Бронепоездом командовал бывший командир подводной лодки «Дельфин» тридцатипятилетний кавторанг Николай Модестович Леман. Экипаж состоял из младших морских офицеров и гардемаринов.
Весной 1920 года в жестоком бою под Медвежьей Горой броненосец был разбит. Остатки экипажа, вместе с примкнувшими к ним офицерами сухопутного флота, сбились в большую группу человек в сто. Решили пробиваться в Финляндию на лыжах. Полтораста километров по глухой карельской тайге в мартовские морозы не всем оказались под силу. Истощенные, раненые люди нашли свои безвестные могилы под карельскими валунами… Но я дошел. Молод был, и после смертного страха, пережитого в номере «Фении», замерзнуть в снегах казалось нелепым. На полпути к цели подстерегли медведя-шатуна. Подкожный жир его и мясо спасли жизнь многим из нас…
Финны наш отряд разоружили и интернировали. У Лемана была квартира в Гельсингфорсе, и он взял меня с собой, как только нам разрешили покинуть лагерь.
Надо же такому случиться: в порту встретил того самого рыжего громилу, которого нанимал себе в убийцы, и тот, помня мой щедрый подарок, свел меня с контрабандистами-спиртовозами.
В одну из темных осенних ночей рыбацкая лайба, изрядно потрепанная ладожским штормом, высадила меня под Олонцом. А оттуда, где пешком, где на подводах, добрался до Шлиссельбурга. Обнял матушку, подросшего Рюрика и остался с ними до поры.

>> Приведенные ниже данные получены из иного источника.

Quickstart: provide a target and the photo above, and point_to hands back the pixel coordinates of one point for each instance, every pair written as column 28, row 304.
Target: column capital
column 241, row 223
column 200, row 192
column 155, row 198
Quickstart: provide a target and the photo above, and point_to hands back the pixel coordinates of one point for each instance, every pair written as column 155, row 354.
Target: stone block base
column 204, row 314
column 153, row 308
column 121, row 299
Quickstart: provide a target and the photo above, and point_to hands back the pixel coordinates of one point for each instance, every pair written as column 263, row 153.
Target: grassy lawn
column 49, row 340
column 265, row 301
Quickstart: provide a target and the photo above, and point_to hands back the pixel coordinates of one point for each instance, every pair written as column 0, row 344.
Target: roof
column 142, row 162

На том, можно считать, авантажная часть моей лучшей жизни и кончилась. Далее началось выживание. Преподавал черчение в школе. В двадцать четвертом меня узнал на улице бывший кочегар нашего бронепоезда, донес в ГПУ. Поскольку никаких фактов, кроме доноса, на меня не было, дали всего шесть лет Соловков. Вышел в тридцатом и сразу же женился на медсестре из Мариинской больницы, куда угодил с нажитым на северах люмбаго.

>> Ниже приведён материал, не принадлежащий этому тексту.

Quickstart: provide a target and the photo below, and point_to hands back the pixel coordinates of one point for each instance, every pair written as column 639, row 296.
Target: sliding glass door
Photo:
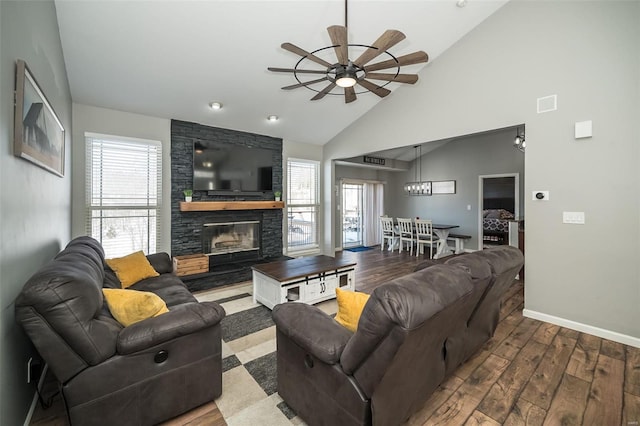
column 352, row 202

Мария Викентьевна добротой и кротостью своей и даже внешними статьями весьма напоминала Терезу. Прожили мы в ее комнате на Садовой девять лет, до второго моего ареста. На сей раз дали мне «червонец» за шпионаж в пользу Германии, поскольку я работал переводчиком с группой немецких подводников, стажировавшихся на ленинградских верфях. Вспомнили о том спустя шесть лет не без помощи моего шефа - редактора отдела зарубежных флотов Морского издательства батальонного комиссара Шохина.

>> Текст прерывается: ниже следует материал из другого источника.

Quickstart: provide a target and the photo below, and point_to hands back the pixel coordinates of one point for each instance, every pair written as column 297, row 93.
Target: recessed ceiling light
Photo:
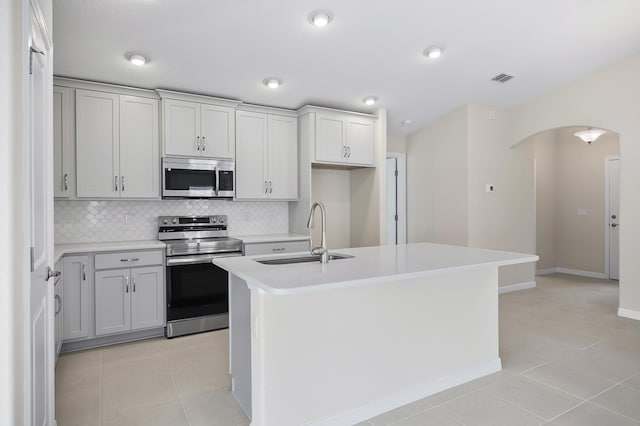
column 433, row 52
column 369, row 100
column 137, row 58
column 320, row 18
column 272, row 82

Все было так, как написал о том поэт Сергей Марков:
А прокурор встает высокий,
В чернилах вымазаны щеки,
Лицо - как синяя печать,
И, открывая рот широкий,
Цедит оборванные строки,
И заключает: «Расстрелять».
Правда, расстрел мне заменили на медленное умирание в лапландской тундре, где мы сооружали военные аэродромы. Как ни странно, но тот «первомайский» арест тридцать девятого года спас мне жизнь, ибо спас от смертельного голода блокады. На лагерной пайке я продержался до сорок девятого года - до выхода на волю. А вот Мария с Рюриком тихо отошли в той самой комнате, в какой я живу и поныне. Рюрика ни на флот, ни на фронт не взяли из-за сильной близорукости. Был он бойцом МПВО и жил дома. Соседи сказали, что они оба умерли в один и тот же день - 1 февраля 1942 года.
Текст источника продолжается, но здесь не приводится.